Tejano History
Ortiz De Ayala, Simon Tadeo
Tejanos |
ORTIZ DE AYALA, SIMÓN TADEO (1788–1833). Simón Tadeo Ortiz de Ayala, Mexican colonizer and writer, was born on October 18, 1788, at Mascota (now in the Intendency of Guadalajara), Jalisco, to unknown parents, almost surely of a well-to-do merchant family. He studied Latin and philosophy in Mexico City after doing his first studies in Guadalajara. In 1809 he ended his formal training and moved to Spain, where he became a supporter of Mexican independence.

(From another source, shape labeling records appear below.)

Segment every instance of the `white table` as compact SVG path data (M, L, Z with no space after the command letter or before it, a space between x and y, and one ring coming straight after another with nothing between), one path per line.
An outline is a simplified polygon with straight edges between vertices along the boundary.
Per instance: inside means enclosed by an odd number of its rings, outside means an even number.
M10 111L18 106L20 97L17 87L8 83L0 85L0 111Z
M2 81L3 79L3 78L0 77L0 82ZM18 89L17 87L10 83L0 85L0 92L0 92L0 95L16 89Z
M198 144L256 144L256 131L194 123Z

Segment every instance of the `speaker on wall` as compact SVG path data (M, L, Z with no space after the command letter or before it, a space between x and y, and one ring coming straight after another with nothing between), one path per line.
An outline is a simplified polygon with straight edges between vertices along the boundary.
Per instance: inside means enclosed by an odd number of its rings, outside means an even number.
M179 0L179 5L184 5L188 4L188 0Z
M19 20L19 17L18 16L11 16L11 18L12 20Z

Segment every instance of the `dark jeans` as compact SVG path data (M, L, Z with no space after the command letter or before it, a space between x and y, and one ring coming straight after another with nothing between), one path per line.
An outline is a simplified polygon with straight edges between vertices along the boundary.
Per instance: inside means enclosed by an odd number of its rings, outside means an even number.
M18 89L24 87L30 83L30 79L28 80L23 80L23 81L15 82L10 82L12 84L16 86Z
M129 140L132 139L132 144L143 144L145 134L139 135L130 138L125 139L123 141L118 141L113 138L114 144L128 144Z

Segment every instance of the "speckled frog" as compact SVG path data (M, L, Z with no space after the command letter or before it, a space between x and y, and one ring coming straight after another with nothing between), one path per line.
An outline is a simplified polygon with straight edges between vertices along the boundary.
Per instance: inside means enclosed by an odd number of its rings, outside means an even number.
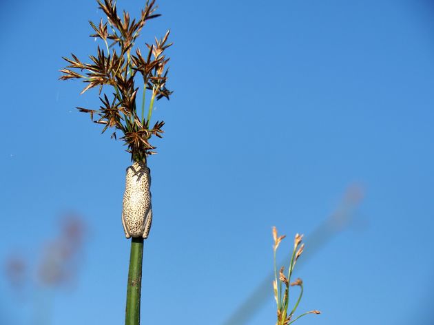
M122 224L127 238L147 238L152 222L151 171L146 164L136 162L127 168L123 194Z

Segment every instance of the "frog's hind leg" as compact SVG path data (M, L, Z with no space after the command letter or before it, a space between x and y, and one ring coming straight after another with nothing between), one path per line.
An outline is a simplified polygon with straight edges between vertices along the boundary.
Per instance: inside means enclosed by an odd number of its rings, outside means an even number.
M127 225L125 224L125 216L123 215L123 213L122 213L122 225L123 226L123 231L125 233L125 237L127 238L131 238L130 231L128 231L128 229L127 228Z
M143 239L147 239L151 230L151 224L152 224L152 207L149 207L149 210L145 219L145 224L143 225Z

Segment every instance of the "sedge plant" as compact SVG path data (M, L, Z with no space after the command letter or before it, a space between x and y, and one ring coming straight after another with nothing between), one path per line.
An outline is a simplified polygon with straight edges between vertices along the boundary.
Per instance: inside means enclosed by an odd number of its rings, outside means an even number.
M292 255L289 260L289 266L288 272L285 275L285 267L282 266L279 270L278 276L277 271L277 266L276 262L277 249L280 242L285 238L285 235L278 235L277 229L273 227L273 239L274 244L273 245L273 260L274 260L274 280L273 281L273 288L274 289L274 299L277 304L277 322L276 325L289 325L293 323L299 318L308 314L320 314L318 311L311 311L304 313L298 316L295 317L295 313L298 307L298 304L301 301L303 295L303 282L301 279L298 278L294 282L291 282L291 278L296 266L297 260L302 255L304 249L304 244L302 244L302 235L297 233L294 238L294 246ZM289 306L289 288L292 286L299 286L300 292L298 297L293 304L293 306L290 308Z
M73 54L70 58L63 57L69 65L61 70L63 74L60 79L79 79L85 83L81 94L98 89L99 107L79 107L78 109L101 125L102 133L111 129L111 137L115 140L120 135L119 139L131 154L133 165L127 169L123 211L125 235L132 238L125 324L138 325L143 239L147 237L152 220L147 158L155 154L151 138L161 138L164 133L164 121L153 123L152 118L156 101L169 99L172 92L166 87L169 58L165 56L172 43L168 42L167 31L161 39L156 38L154 43L145 43L143 53L136 45L147 21L160 16L156 13L155 0L147 1L140 17L134 19L125 10L119 17L114 0L98 0L97 3L105 17L99 23L90 21L93 30L90 36L99 40L101 47L97 46L95 55L89 56L90 63L83 63ZM143 175L146 177L143 178ZM130 188L128 177L132 182ZM143 207L134 207L142 203ZM129 211L125 211L126 206ZM140 228L138 232L132 230L136 226Z

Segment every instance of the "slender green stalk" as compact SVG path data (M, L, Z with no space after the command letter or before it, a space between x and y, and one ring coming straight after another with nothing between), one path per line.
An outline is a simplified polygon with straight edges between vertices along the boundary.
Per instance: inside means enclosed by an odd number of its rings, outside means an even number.
M147 120L146 121L146 128L149 129L151 124L151 116L152 116L152 109L154 108L154 101L155 100L156 91L155 87L152 90L152 97L151 97L151 103L149 103L149 109L147 112Z
M140 324L140 295L142 288L143 238L131 239L130 269L127 285L125 325Z

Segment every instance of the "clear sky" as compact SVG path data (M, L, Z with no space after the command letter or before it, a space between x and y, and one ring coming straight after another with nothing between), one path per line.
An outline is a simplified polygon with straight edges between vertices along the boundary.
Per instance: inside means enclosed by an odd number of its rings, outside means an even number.
M143 2L118 6L134 15ZM272 270L274 225L288 235L282 256L305 234L299 310L323 313L298 324L431 324L431 3L158 3L142 41L171 29L174 93L154 115L166 133L149 160L143 324L223 324ZM130 156L74 108L96 106L95 93L58 80L61 56L95 54L87 21L102 12L89 0L1 3L0 261L37 264L59 215L75 211L87 229L79 273L42 293L54 297L44 324L123 324ZM353 185L355 221L309 252ZM1 277L0 323L36 324L35 292ZM247 324L275 324L271 292Z

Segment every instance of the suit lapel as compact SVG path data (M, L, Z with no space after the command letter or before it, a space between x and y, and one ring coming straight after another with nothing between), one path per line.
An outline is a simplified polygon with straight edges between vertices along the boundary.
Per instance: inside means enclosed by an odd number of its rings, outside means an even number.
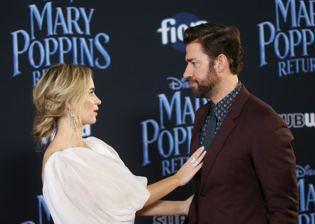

Later (1811–13), in Philadelphia, Washington, and New Orleans, he engaged in military activities with José Álvarez de Toledo y Dubois and José Bernardo Gutiérrez de Laraqv to liberate Texas from Spain and tried to obtain an official appointment as a representative of leaders in the cause of Mexican independence, a position he failed to attain. He appeared in Nueva Granada (1814–15), Buenos Aires (1818–19), England (1820), and Spain (1820–21), often posing as a diplomatic agent of the Mexican revolutionary government. In 1821 he was appointed a commissioner of the Mexican Empire and reported to Quezaltenango, Guatemala; he was blamed for the disorder in Guatemala and soon lost his position there. In 1822, after returning to Mexico, he proposed a plan to colonize Texas in a company with Diego Barry and Felipe O'Reilly. They planned to settle 10,000 Irish and Canary Island immigrants on 6,000 leagues of land. Nothing came out of that proposal.